Artículo de opinión
Por Luis Seco de Lucena
En el universo de la política, donde no se exige titulación ni experiencia previa para ejercer uno de los trabajos más importantes de una democracia, resulta casi cómico —si no fuera tan trágico— que tantos se esfuercen en inflar su currículum con títulos que no tienen, másteres que no cursaron o doctorados fantasmas. ¿Qué necesidad hay de mentir en un entorno que no exige nada para comenzar?
La política, tal como se ejerce hoy en día, no solicita a sus aspirantes ni un examen de acceso, ni una entrevista rigurosa, ni una formación mínima. Basta con saber moverse entre siglas, repetir consignas y ganarse el favor de una cúpula que premia la obediencia más que la capacidad. Entonces, ¿por qué ese afán por aparentar méritos académicos que, en teoría, no se requieren para ascender en la escalera del poder?
Tal vez la respuesta no esté en la necesidad, sino en la impostura. En el intento de dotarse de un barniz de credibilidad en una sociedad que aún valora —al menos sobre el papel— la formación y el esfuerzo. Y es precisamente esa distancia entre lo que dicen ser y lo que son, la que desenmascara una hipocresía institucionalizada.
Los casos se multiplican: másteres regalados, tesis plagiadas, cursos inexistentes. Y lo peor no es la mentira en sí —que ya sería bastante— sino la tibia reacción social ante estas farsas. Hemos asumido que el político miente como quien respira. Nos escandalizamos un par de días, se llena un plató de tertulianos, y luego todo sigue igual. Como si la deshonestidad viniera de serie con el escaño.

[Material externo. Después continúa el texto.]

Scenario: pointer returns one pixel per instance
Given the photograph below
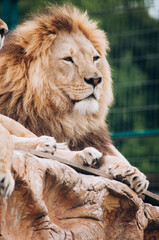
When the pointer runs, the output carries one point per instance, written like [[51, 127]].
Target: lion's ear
[[35, 39]]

Hemos normalizado lo anormal. Admitimos que el político robe, mienta, se salte normas éticas y legales, y, aun así, siga cobrando del erario y dictando leyes. Peor aún: hay quienes lo justifican según su color político, como si la verdad dependiera del partido que la pronuncie. El cinismo es ya un síntoma estructural.
Un currículum falseado es mucho más que una mentira administrativa. Es una metáfora del sistema. Una declaración silenciosa de que la imagen importa más que la sustancia, que aparentar vale más que saber. Y en ese juego de trampas, los ciudadanos perdemos siempre. Porque no se trata solo de credenciales académicas, sino de ética, de respeto al votante, de la mínima decencia exigible a quien aspira a representarnos.
¿Hasta cuándo aceptaremos la mentira como peaje inevitable de la política? ¿Cuándo dejaremos de premiar al tramposo con un escaño y al honesto con el olvido? Mientras sigamos tolerando currículums de humo, tendremos gobiernos de humo. Y un futuro escrito en la niebla.